Jen Johnson: 00:17:10 Perfect, great insight and practical guidance. Thank you, Nicole. I know there’s a lot more, so, but we’ll save that for the article. So, my last points is what we’re seeing now, right? I mean, what you guys laid out is obviously going to evolve in the value-based care space. You know, just like everything in healthcare it seems, one of the reasons why I love the industry. I mean, things just keep changing, but what I’d like to do is kind of look forward and conclude by asking Anthony, what do you think is next for compensation design in the value-based care space? 

Anthony Domanico: 00:17:45 Yeah, it’s a great question and it’s probably where I spend about 90% of my time these days, right? So I think it’s really going to come down to three things. I think we’re going to see more organizations start to implement quality incentives into their comp structure, right? While I said earlier that many do, right? There’s still a 20% to 40% second of the market that hasn’t yet, right? And they’ll start to do so as more and more of those revenue reimbursement dollars get tied up in value-based payments. Second, I’ll think we’ll see more organizations start to adopt empanelment metrics, right? And what I mean by that is panel size, patient access, other kind of population health metrics into their primary care and other compensation models in order to really move the needle towards population health management versus fee for service orientation, right? The biggest challenge here is going to be in some cases really just accurately measuring both raw panel size and adjusting those panels for patient acuity, right? 

We’re seeing a big trend towards panel size and primary care metrics and getting that measurement right can be very difficult, right? And I’ve got an upcoming article on that piece as well. You know, finally I think we’re going to see continued embracing of externally funded incentives, right? Most of the quality incentive programs we see today have been internally funded right through the physician comp plan. And we’re starting to see more organizations ask us questions about, well that’s all well and good, but how do we start to think about directly sharing those quality shared savings and other incentives that they’re receiving directly through payers, right? So, structuring these compliantly is obviously a challenge, right? And it takes skill to kind of get that formula right. But there are ways to do so that are compliant and defensible from a fair market value perspective. And we’re starting to see more organizations embrace this concept, especially those that have moved the needle quite a bit on their internally funded programs, right? Organizations that have 20% or more of their compensation plan tied to quality are starting to explore this concept a bit more. 

Jen Johnson: 00:19:58 Perfect. Yep. I can see it coming already and we get a lot of requests for shared savings, arrangements, and how does that work when you stack it on top of current employment models? So, a lot to look forward to and a lot to muscle through. So, thank you for that.
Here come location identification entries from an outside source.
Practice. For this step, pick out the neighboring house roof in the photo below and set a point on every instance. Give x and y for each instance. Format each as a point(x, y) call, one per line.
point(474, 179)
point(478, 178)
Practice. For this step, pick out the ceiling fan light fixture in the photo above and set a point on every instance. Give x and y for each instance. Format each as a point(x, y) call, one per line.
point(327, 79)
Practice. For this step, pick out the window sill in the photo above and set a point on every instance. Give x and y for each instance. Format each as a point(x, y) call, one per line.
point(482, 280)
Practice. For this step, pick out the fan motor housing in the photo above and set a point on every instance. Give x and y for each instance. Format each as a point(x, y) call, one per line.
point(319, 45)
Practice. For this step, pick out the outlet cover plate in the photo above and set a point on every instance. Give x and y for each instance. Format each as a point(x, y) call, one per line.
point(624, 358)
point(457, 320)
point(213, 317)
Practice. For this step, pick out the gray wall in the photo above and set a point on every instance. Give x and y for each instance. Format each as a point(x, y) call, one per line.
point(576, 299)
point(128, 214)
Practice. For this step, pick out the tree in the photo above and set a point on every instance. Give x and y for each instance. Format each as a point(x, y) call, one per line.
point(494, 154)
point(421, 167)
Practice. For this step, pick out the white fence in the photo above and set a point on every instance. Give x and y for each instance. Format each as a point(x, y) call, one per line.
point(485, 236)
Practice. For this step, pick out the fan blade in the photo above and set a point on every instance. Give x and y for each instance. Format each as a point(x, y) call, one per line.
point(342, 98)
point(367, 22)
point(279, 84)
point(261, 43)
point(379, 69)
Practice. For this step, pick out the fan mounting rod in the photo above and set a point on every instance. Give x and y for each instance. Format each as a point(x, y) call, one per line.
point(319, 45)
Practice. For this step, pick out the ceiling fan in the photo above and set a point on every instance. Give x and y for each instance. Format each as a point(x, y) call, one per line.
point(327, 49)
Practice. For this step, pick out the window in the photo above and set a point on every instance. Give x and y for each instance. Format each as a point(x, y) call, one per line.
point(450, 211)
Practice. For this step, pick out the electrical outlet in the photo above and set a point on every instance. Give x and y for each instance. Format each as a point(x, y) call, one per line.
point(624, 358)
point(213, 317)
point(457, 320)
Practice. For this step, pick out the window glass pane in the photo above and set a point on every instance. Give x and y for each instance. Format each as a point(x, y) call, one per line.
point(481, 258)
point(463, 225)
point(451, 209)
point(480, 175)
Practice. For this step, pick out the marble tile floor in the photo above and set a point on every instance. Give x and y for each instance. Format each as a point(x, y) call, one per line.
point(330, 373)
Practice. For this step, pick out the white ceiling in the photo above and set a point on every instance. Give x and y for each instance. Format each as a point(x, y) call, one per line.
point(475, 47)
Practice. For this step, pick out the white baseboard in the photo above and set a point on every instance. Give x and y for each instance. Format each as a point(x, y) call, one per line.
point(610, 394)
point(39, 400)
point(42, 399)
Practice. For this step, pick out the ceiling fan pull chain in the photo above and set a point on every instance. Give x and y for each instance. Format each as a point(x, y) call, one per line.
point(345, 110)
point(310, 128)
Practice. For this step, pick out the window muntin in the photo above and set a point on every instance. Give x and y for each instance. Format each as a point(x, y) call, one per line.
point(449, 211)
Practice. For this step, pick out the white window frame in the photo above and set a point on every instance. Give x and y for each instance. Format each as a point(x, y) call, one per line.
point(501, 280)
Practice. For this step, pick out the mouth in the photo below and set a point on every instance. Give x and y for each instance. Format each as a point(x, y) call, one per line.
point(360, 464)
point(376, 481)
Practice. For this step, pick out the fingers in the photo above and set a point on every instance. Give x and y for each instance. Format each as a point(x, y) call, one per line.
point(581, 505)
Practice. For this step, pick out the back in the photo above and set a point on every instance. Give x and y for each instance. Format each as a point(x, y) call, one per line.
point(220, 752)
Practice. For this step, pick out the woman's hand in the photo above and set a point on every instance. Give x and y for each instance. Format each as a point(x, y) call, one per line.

I’m going to go ahead and do just a little recap of this episode. I mean, you know, to just kind of 1, 2, 3, it, 1.) We are increasingly seeing our clients incorporate and need FMV opinions for quality payments to docs and this is obviously to help maximize reimbursement. 2.) There are many options for structuring these deals, but physician buy-in is key. And 3.) You want to make sure your metrics are worthwhile to pursue from both evaluation and a compliance perspective.

Well, Anthony and Nicole, we appreciate you both for the excellent insight and want to make sure listeners know you have a robust article on this topic, which can be found on the VMG Health website. Lastly, I hope everyone tunes in next month for your dose of the Healthcare Download with VMG Health where I’ll be interviewing leaders from our Physician Practice Affinity Group to hear the latest on this market. Everybody take care.